The order under review was entered before our decision in McRae. Because the district court felt bound by the automatic prejudice rule of United States v. Richardson, supra, 483 F.2d at 518, the record is understandably undeveloped on the issue of prejudice. No hearing was held in the court below. The motion and the files and records do not conclusively show that the petitioners are not entitled to relief under § 2255. [3] Under these circumstances, the petitioners are entitled to a hearing on the issue of prejudice in light of the factors enumerated in McRae.

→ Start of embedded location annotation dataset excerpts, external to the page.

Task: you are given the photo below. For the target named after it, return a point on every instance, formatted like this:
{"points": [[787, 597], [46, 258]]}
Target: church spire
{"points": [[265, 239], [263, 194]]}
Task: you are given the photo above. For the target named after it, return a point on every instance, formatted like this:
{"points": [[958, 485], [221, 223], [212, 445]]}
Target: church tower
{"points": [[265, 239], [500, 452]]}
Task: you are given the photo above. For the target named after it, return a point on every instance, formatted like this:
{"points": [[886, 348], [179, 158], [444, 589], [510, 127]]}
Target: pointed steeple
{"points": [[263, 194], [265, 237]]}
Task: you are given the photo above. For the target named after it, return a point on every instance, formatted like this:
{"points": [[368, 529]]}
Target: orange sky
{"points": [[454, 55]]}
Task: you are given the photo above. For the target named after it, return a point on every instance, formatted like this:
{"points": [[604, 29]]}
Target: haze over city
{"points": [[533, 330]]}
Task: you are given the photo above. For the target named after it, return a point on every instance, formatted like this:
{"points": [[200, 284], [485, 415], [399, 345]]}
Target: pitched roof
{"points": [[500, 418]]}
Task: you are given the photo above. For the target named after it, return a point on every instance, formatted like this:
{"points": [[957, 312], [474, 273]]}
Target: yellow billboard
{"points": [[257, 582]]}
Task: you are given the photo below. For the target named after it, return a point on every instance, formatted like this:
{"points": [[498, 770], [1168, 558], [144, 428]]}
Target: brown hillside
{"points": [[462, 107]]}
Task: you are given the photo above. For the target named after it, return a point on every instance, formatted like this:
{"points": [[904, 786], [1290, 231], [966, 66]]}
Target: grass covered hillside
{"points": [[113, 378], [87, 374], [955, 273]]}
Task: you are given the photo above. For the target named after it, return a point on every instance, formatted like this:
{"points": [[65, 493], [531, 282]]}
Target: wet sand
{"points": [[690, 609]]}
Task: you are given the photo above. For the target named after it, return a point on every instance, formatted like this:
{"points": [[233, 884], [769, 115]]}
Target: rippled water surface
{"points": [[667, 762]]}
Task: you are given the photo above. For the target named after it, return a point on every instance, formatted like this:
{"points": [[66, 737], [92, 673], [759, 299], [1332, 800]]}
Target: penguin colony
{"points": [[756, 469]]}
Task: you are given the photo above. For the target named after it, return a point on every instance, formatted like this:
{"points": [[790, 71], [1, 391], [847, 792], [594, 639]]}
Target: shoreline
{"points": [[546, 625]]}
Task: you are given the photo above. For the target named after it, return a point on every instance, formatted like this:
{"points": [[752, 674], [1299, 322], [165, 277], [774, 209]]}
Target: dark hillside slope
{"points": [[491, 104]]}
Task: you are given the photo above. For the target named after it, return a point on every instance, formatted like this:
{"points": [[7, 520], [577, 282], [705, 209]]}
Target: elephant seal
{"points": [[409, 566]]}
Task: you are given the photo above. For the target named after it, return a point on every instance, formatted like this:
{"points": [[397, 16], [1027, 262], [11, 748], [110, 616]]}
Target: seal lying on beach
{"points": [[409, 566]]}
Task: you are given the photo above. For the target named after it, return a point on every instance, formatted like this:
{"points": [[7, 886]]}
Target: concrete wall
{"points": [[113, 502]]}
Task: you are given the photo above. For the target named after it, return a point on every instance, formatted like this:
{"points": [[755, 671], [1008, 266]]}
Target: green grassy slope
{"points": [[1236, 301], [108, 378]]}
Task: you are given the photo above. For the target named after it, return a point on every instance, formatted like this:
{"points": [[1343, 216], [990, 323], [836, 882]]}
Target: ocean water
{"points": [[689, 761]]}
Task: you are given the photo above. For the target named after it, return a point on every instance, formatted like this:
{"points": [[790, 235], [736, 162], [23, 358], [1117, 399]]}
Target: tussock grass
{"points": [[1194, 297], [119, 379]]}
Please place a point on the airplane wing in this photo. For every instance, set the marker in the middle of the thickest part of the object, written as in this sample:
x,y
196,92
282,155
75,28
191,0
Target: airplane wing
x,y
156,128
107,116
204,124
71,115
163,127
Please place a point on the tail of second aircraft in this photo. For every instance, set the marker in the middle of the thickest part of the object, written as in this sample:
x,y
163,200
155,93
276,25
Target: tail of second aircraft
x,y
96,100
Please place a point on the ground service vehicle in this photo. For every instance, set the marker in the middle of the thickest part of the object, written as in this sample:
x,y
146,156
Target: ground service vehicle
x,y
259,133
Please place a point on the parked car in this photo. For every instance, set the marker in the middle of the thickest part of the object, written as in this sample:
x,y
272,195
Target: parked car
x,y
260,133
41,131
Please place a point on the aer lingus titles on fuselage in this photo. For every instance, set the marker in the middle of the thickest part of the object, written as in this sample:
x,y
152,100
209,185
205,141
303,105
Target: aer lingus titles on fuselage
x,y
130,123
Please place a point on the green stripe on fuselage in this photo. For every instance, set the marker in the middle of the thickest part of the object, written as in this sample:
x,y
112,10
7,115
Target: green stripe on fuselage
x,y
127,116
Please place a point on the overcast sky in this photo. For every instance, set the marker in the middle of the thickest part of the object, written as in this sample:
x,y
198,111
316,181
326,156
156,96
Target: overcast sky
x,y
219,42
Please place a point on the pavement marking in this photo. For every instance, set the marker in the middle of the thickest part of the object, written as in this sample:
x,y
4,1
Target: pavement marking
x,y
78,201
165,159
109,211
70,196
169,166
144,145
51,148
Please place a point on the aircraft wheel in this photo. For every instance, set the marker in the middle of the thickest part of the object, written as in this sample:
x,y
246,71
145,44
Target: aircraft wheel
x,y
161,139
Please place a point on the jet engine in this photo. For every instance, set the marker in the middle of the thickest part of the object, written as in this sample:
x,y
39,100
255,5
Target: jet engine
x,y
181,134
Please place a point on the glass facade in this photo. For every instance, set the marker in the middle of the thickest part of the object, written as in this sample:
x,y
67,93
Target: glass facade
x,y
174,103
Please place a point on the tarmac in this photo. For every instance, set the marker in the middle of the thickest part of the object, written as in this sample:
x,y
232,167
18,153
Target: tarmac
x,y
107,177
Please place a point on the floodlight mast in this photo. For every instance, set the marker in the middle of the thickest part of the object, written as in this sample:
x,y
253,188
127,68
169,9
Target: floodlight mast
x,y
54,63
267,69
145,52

The judgment is vacated and the cause is remanded for further proceedings consistent with this opinion.

1

. In Richardson, a § 2255 proceeding, we held that the special parole term was a consequence of the guilty plea about which a defendant must be advised under Fed.R.Crim.P. 11. Unit [*762] ed States v. Richardson, 483 F.2d 516, 518 (8th Cir. 1973).

2

. See Bachner v. United States, 517 F.2d 589, 597 (7th Cir. 1975).

3

. Indeed, the transcript of the guilty plea hearing shows that petitioners were not then advised by the court of the maximum sentence to which they were exposed by reason of their guilty pleas, although they were so advised at the beginning of the sentencing hearing. Nor does the record show whether the petitioners were made aware of the maximum sentence by another source before they pleaded guilty, although the government’s response to a show cause order alleges that the petitioners were informed of the maximum penalty by defense counsel before they pleaded guilty. They were so informed by the government attorney at the beginning of the sentencing hearing and made no attempt to withdraw their pleas at that time. We direct the district court to make specific findings on remand as to whether the petitioners were aware, from any source, of the maximum sentence at the time they entered their guilty pleas and, if not, whether the lack of such knowledge rendered their pleas unintelligent. This procedure has been followed in several cases. See, e. g., Kotz v. United States, 353 F.2d 312, 314-315 (8th Cir. 1965); Marvel v. United States, 380 U.S. 262, 85 S.Ct. 953, 13 L.Ed.2d 960 (1965) (per curiam), vacating 335 F.2d 101, 102 (5th Cir. 1964). We emphasize that the applicable test is whether this error “ * * * was ‘a fundamental defect which inherently results in a complete miscarriage of justice,’ and whether ‘[i]t . . present[s] exceptional circumstances where the need for the remedy afforded by the writ of habeas corpus is apparent.’ ” Davis v. United States, 417 U.S. 333, 346, 94 S.Ct. 2298, 2305, 41 L.Ed.2d 109 (1974), quoting Hill v. United States, 368 U.S. 424, 428, 82 S.Ct. 468, 7 L.Ed.2d 417 (1962).